17. The Foreign Function Interface

This chapter describes the Foreign Function Interface (FFI) classes and methods, and how you can use them to build and interface to an existing C library.

Overview of the Foreign Function Interface
The purpose and use of the FFI.

FFI Core Classes
Describes the FFI related classes and data types.

FFI Wrapper Utilities
Instructions for using FFI utilities to define FFI classes for your library.
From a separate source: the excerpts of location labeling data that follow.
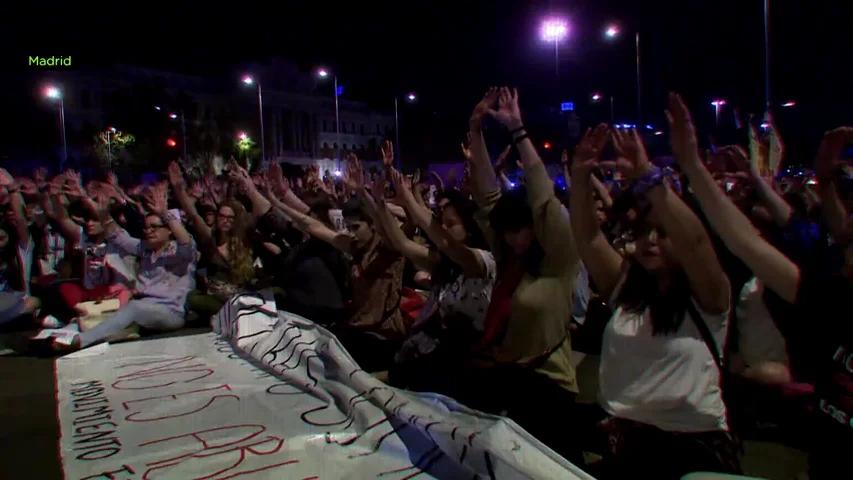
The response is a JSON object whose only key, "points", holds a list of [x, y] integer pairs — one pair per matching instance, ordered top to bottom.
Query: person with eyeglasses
{"points": [[227, 258], [166, 274]]}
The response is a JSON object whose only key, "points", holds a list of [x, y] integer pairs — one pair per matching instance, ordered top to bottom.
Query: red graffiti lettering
{"points": [[119, 384], [134, 416], [208, 443], [268, 446], [111, 475]]}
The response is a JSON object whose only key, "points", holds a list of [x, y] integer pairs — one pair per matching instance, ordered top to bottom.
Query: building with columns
{"points": [[298, 109]]}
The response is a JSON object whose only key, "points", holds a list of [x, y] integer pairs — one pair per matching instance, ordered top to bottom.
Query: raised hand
{"points": [[481, 109], [508, 112], [685, 147], [588, 151], [387, 154], [829, 154], [631, 157], [354, 174], [6, 180], [155, 201]]}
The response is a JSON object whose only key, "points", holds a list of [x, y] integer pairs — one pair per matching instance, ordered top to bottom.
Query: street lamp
{"points": [[554, 30], [612, 32], [323, 73], [248, 80], [55, 94], [411, 97], [596, 97], [718, 105], [174, 116], [110, 131]]}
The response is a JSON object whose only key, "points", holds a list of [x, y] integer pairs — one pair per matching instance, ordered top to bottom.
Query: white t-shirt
{"points": [[470, 296], [758, 337], [669, 381]]}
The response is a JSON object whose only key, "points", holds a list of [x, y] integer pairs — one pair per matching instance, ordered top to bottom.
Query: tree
{"points": [[111, 146]]}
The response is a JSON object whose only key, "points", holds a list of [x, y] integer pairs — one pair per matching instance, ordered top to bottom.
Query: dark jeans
{"points": [[372, 354], [640, 450]]}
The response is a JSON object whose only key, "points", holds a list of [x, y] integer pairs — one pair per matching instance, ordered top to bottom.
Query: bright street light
{"points": [[554, 30], [248, 80], [56, 94], [718, 105]]}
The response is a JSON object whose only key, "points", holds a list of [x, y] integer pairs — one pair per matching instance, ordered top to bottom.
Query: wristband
{"points": [[650, 179]]}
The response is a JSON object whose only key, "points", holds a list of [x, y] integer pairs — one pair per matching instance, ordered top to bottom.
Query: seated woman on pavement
{"points": [[16, 249], [226, 254], [166, 272], [105, 273], [374, 328]]}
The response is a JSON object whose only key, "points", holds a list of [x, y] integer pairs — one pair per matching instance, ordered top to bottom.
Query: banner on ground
{"points": [[271, 395]]}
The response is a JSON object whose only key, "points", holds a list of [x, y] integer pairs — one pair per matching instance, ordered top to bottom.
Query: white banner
{"points": [[275, 396]]}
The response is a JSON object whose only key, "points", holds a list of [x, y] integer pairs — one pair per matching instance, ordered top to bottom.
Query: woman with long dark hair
{"points": [[659, 374]]}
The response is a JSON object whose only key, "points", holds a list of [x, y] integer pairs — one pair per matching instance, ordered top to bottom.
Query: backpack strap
{"points": [[707, 336]]}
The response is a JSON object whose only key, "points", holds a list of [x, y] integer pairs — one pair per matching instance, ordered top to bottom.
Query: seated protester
{"points": [[16, 252], [226, 254], [105, 274], [462, 275], [165, 276], [311, 277], [817, 291], [374, 328], [526, 341], [659, 380]]}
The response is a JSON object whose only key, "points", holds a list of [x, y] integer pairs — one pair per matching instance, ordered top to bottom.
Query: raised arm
{"points": [[827, 166], [550, 225], [203, 233], [739, 235], [691, 245], [601, 260], [472, 263]]}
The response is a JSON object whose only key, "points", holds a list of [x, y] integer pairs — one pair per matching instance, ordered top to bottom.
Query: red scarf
{"points": [[500, 305]]}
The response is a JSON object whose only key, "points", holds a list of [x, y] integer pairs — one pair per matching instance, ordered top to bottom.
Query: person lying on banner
{"points": [[226, 251], [16, 255], [105, 273], [166, 274], [818, 291], [374, 330], [659, 379]]}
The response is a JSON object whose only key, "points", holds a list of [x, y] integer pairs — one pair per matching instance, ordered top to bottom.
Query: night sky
{"points": [[449, 52]]}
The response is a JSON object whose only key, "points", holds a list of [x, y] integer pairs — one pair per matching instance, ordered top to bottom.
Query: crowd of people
{"points": [[705, 295]]}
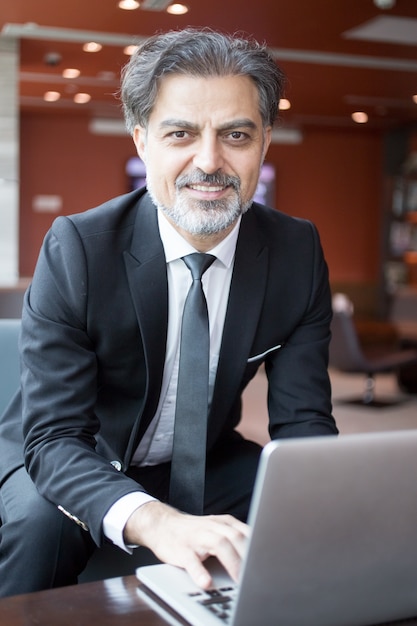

17.1 Overview of the Foreign Function Interface

For certain applications, you may need to provide functionality that is not readily available within GemStone Smalltalk. Such functionality might include interactions with third-party products such as these:

Access to hardware, such as a bar code reader
Access to software that provides a service, such as the zlib compression library
Data encryption
Screen graphics
Interaction with Oracle, mySQL, or other databases

To interact with third-party products such as these, you can use the FFI to make C library calls from within GemStone Smalltalk. Using the FFI, you can access C functions in external libraries without the need to write UserActions.

NOTE
With UserActions, your code is checked against function prototypes of the external library that you’re calling. With the FFI, no such checking takes place.

17.2 FFI Core Classes

The core FFI defines six classes: CLibrary, CFunction, CPointer, CByteArray, CCallout, and CCallin.

CLibrary

An instance of CLibrary corresponds to a C compiled library. Instances of CLibrary are created using:

CLibrary class >> named:libraryName

passing in the path and name of the C shared library to be loaded. The platform-specific extension (such as .so) is optional.

CCallout

Individual functions within a CLibrary are represented by instances of CCallout. To create a CCallout, the following class methods are available:

library: aCLibrary name: aName result: resType args: argumentTypes

library: aCLibrary name: aName result: resType args: argumentTypes
varArgsAfter: varArgsAfter

name: aName result: resType args: argumentTypes

name: aName result: resType args: argumentTypes varArgsAfter: varArgsAfter

aCLibrary may be an instance of CLibrary, an Array of CLibraries, or nil. Passing nil for aCLibrary will cause search of the loaded libraries for a function of this name. aName is a String providing the name of the specific function. resType is the return type of the function, and argumentTypes is an array of zero or more symbols describing the types of the argument for this function.

varArgsAfter is -1 if the number of arguments to the function is fixed. If the function prototype ends with an ellipsis (‘...’), indicating that the function takes a variable number of arguments, then varArgsAfter indicates the one-based index of the last fixed argument. (If varArgsAfter is 0, there are no fixed arguments.)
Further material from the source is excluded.